Setting the wls environment

Beginning application tier Stage - Thu Aug 18 02:43:26 2016

/test12/applmgr/fs1/EBSapps/comn/util/jdk64/bin/java -Xmx600M -DCONTEXT_VALIDATED=false -Doracle.installer.oui_loc=/oui -classpath /test12/applmgr/fs1/FMW_Home/webtier/lib/xmlparserv2.jar:/test12/applmgr/fs1/FMW_Home/webtier/jdbc/lib/ojdbc6.jar:/test12/applmgr/fs1/EBSapps/comn/java/classes:/test12/applmgr/fs1/FMW_Home/webtier/oui/jlib/OraInstaller.jar:/test12/applmgr/fs1/FMW_Home/webtier/oui/jlib/ewt3.jar:/test12/applmgr/fs1/FMW_Home/webtier/oui/jlib/share.jar:/test12/applmgr/fs1/FMW_Home/webtier/../Oracle_EBS-app1/oui/jlib/srvm.jar:/test12/applmgr/fs1/FMW_Home/webtier/jlib/ojmisc.jar:/test12/applmgr/fs1/FMW_Home/wlserver_10.3/server/lib/weblogic.jar:/test12/applmgr/fs1/FMW_Home/oracle_common/jlib/obfuscatepassword.jar oracle.apps.ad.clone.StageAppsTier -e /test12/applmgr/fs1/inst/apps/test12_vmohswrly128/appl/admin/test12_vmohswrly128.xml -stage /test12/applmgr/fs1/EBSapps/comn/clone -tmp /tmp -method CUSTOM   -showProgress -nopromptmsg

Log file located at /test12/applmgr/fs1/inst/apps/test12_vmohswrly128/admin/log/clone/StageAppsTier_08180243.log

\     20% completed
ERROR while running Stage...
Thu Aug 18 02:50:43 2016

ERROR while running perl /test12/applmgr/fs1/EBSapps/appl/ad/12.0.0/bin/adclone.pl java=/test12/applmgr/fs1/EBSapps/comn/util/jdk64 mode=stage stage=/test12/applmgr/fs1/EBSapps/comn/clone component=appsTier method= appctx=/test12/applmgr/fs1/inst/apps/test12_vmohswrly128/appl/admin/test12_vmohswrly128.xml showProgress ...
Thu Aug 18 02:50:43 2016
[aptest12@vmohswrly128 <RUN> ]

adpreclone log files shows the below error message

Error Message:

START: Creating FMW archive.
Running /test12/applmgr/fs1/FMW_Home/oracle_common/bin/copyBinary.sh -javaHome /test12/applmgr/fs1/EBSapps/comn/clone/FMW/t2pjdk -al /test12/applmgr/fs1/EBSapps/comn/clone/FMW/FMW_Home.jar -smw /test12/applmgr/fs1/FMW_Home -ldl /test12/applmgr/fs1/inst/apps/test12_vmohswrly128/admin/log/clone/fmwT2PStage -invPtrLoc /etc/oraInst.loc -silent true -debug true
Script Executed in 298222 milliseconds, returning status 1
ERROR: Script failed, exit code 1

Solution:

1. set the environment variable T2P_JAVA_OPTIONS as given below

$export T2P_JAVA_OPTIONS="-Djava.io.tmpdir=/test12/applmgr/temp"

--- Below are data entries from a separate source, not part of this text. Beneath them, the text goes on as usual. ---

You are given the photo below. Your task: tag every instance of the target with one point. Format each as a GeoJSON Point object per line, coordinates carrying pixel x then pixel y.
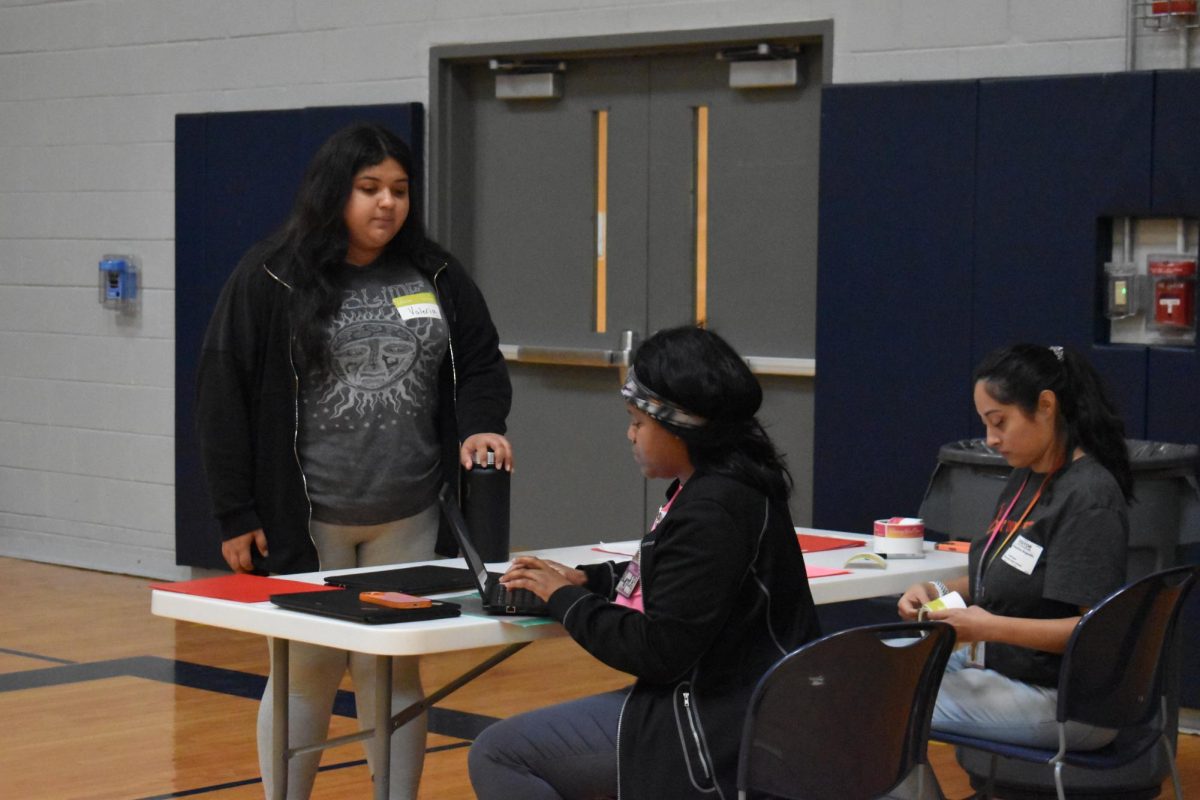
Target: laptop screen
{"type": "Point", "coordinates": [459, 525]}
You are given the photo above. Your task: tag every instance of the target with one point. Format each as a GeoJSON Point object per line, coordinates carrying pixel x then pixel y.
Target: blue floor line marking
{"type": "Point", "coordinates": [444, 722]}
{"type": "Point", "coordinates": [447, 722]}
{"type": "Point", "coordinates": [35, 656]}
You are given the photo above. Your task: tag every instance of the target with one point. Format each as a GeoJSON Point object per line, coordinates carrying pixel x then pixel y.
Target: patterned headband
{"type": "Point", "coordinates": [658, 408]}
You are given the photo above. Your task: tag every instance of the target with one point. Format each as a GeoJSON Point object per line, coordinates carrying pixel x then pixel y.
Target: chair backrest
{"type": "Point", "coordinates": [845, 716]}
{"type": "Point", "coordinates": [1113, 668]}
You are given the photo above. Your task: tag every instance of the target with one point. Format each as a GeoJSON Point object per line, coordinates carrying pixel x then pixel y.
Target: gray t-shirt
{"type": "Point", "coordinates": [369, 440]}
{"type": "Point", "coordinates": [1068, 554]}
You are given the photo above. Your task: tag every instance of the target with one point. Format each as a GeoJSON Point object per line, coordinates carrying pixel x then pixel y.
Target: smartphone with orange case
{"type": "Point", "coordinates": [395, 600]}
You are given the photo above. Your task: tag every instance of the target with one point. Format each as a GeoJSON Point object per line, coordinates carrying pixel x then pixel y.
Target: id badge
{"type": "Point", "coordinates": [630, 578]}
{"type": "Point", "coordinates": [421, 305]}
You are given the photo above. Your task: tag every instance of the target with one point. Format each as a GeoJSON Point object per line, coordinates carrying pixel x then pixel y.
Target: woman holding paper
{"type": "Point", "coordinates": [715, 595]}
{"type": "Point", "coordinates": [1056, 546]}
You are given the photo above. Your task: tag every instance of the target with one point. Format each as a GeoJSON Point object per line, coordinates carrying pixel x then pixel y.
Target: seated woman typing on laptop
{"type": "Point", "coordinates": [715, 595]}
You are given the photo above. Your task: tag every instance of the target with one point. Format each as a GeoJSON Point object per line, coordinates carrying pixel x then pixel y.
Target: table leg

2. Make sure enough free space is available in the temp directory provided above

3.Rerun adpreclone.pl on appsTier

Tuesday 5 July 2016

ADOP Prepare Phase Fails with ORA-31011: XML parsing failed

While applying Patch on a test instance (R12.2.5), Prepare phase failed with error ORA-31011: XML parsing failed

Complete error message from adop logfile
==================================

[aptest12@localhost <RUN> ]$ adop phase=prepare

Enter the APPS password:
Enter the SYSTEM password:
Enter the WLSADMIN password:

Validating credentials.

Initializing.
Run Edition context : /test12/applmgr/fs2/inst/apps/test12_localhost/appl/admin/TEST12_localhost.xml
Patch edition context: /test12/applmgr/fs1/inst/apps/test12_localhost/appl/admin/TEST12_localhost.xml
Patch file system free space: 1130.34 GB

Validating system setup.
[ERROR] Failed to execute SQL statement:
select node_name from FND_OAM_CONTEXT_FILES
where NAME not in ('TEMPLATE','METADATA','config.txt') and
CTX_TYPE='A' and (status is null or upper(status) in ('S','F'))
and EXTRACTVALUE(XMLType(TEXT),'//file_edition_type') = 'run'
and EXTRACTVALUE(XMLType(TEXT),'//oa_service_group_status[@oa_var=''s_web_admin_status'']')='enabled'
and EXTRACTVALUE(XMLType(TEXT),'//oa_service_list/oa_service[@type=''admin_server'']/oa_service_status')='enabled'

[ERROR] Error Message:
[ERROR] ORA-31011: XML parsing failed
[ERROR] ORA-19202: Error occurred in XML processing
[ERROR] LPX-00229: input source is empty
[ERROR] ORA-06512: at "SYS.XMLTYPE", line 272
[ERROR] ORA-06512: at line 1 (DBD ERROR: error possibly near <*> indicator at char 208 in ' select node_name from FND_OAM_CONTEXT_FILES
[ERROR] where NAME not in ('TEMPLATE','METADATA','config.txt') and
[ERROR] CTX_TYPE='A' and (status is null or upper(status) in ('S','F'))
[ERROR] and EXTRACTVALUE(<*>XMLType(TEXT),'//file_edition_type') = 'run'
[ERROR] and EXTRACTVALUE(XMLType(TEXT),'//oa_service_group_status[@oa_var=''s_web_admin_status'']')='enabled'
[ERROR] and EXTRACTVALUE(XMLType(TEXT),'//oa_service_list/oa_service[@type=''admin_server'']/oa_service_status')='enabled'
[ERROR] ')
[UNEXPECTED]Error occurred identifying Admin server node

[STATEMENT] Please run adopscanlog utility, using the command

"adopscanlog -latest=yes"

to get the list of the log files along with snippet of the error message corresponding to each log file.

Cause:

fnd_oam_context_files table has incorrect information or the table is corrupted

Solution:

1. Login to sqlplus as applsys and take backup of fnd_oam_context_files table.

SQL> conn applsys
Enter password:
Connected.
SQL> create table fnd_oam_context_files_bkp as select * from fnd_oam_context_files;

Table created.

2. Truncate Table fnd_oam_context_files

SQL> truncate table fnd_oam_context_files;

Table truncated.

3. Bring down MT Services

4. Run Autoconfig to populate fnd_oam_context_files with right information.